If Congress Wants the Unredacted Mueller Report, Here’s How To Get It

In Misleading Information On

The Justice Department has announced that it will deliver special counsel Robert S. Mueller III’s report to Congress and the public on Thursday morning, but with redactions of grand jury information (and other categories of information) that will leave innumerable gaps in our understanding of what Mueller uncovered. Many commentators have suggested that Congress’s only mechanism for securing an unredacted report is to launch a formal impeachment inquiry — a blind step forward with great political risks for congressional Democrats and the party overall.

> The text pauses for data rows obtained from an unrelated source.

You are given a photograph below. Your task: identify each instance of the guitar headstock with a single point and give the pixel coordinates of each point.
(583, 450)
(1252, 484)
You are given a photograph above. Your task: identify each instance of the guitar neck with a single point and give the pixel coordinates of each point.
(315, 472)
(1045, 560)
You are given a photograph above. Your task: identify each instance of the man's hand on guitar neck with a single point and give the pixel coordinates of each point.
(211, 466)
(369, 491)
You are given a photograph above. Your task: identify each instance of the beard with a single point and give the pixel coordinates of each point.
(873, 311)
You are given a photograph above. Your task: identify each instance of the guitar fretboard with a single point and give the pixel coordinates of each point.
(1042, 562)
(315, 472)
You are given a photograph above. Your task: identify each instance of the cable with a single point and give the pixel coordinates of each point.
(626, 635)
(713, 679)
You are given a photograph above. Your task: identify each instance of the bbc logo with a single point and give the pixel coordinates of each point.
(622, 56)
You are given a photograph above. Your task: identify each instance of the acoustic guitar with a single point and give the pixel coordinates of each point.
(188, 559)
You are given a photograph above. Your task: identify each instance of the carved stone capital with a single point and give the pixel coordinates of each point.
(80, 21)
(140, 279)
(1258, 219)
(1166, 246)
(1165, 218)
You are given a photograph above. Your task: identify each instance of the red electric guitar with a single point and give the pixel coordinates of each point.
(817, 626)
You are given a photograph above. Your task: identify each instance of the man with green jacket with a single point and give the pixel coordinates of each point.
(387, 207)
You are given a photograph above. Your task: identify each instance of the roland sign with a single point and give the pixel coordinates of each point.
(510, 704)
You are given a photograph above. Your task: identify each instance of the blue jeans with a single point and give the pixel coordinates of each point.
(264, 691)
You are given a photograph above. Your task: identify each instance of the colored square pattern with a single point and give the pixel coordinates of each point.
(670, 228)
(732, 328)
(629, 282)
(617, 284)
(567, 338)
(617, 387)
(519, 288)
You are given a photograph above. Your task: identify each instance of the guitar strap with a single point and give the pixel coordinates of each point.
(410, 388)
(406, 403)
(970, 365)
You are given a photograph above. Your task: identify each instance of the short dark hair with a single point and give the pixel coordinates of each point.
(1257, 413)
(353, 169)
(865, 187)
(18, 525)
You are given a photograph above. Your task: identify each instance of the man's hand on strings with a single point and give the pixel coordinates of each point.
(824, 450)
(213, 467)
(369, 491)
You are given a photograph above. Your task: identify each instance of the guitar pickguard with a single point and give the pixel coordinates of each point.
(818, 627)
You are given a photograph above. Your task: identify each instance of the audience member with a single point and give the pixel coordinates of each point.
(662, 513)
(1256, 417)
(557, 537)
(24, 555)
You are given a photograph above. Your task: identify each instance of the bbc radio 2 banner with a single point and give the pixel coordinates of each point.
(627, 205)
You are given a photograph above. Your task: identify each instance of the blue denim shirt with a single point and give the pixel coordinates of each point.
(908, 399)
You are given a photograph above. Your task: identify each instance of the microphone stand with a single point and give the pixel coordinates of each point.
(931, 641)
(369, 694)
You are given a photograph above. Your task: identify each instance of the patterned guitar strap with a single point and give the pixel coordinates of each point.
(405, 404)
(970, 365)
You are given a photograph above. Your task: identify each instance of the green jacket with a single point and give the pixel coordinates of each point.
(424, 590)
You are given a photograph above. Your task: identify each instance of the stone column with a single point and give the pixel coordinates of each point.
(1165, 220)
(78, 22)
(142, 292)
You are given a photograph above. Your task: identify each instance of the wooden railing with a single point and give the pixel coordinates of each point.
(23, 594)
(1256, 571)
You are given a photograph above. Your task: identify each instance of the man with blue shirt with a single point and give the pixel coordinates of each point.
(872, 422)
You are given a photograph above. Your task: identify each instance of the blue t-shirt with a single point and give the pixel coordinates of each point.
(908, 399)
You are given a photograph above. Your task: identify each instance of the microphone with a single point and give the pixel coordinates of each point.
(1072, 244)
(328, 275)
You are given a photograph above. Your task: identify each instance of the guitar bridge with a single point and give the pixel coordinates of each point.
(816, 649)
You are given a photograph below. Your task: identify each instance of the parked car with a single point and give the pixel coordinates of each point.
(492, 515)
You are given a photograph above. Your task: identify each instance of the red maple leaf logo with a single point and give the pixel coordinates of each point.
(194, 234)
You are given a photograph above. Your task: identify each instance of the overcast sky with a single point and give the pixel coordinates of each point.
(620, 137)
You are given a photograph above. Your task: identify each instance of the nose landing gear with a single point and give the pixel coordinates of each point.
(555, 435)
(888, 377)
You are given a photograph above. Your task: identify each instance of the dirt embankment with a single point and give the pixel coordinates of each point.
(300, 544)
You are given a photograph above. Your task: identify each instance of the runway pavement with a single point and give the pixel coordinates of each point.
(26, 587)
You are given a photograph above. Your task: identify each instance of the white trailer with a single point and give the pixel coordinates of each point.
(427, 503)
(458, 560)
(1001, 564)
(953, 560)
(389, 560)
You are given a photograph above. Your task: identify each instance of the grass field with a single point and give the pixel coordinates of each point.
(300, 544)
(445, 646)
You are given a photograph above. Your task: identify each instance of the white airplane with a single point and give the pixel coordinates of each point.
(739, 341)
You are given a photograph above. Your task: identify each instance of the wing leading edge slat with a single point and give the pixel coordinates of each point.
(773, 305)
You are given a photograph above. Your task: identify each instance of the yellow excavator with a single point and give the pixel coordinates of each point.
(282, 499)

That unpleasant choice looked to be the upshot of the U.S. Court of Appeals for the District of Columbia Circuit’s recent 2-to-1 decision in McKeever v. Barr, which held that the courts lack “inherent power” to order disclosure of grand jury material and instead must hew to the six exceptions describing when such material can be released — exceptions that are delineated in Rule 6(e) of the Federal Rules of Civil Procedure.

One of those six is disclosure “preliminary to or in connection with a judicial proceeding.” And while it may seem anomalous, several courts have held — and the D.C. Circuit in McKeever expressly affirmed — that “judicial proceeding” within the meaning of the rule encompasses an impeachment inquiry by Congress.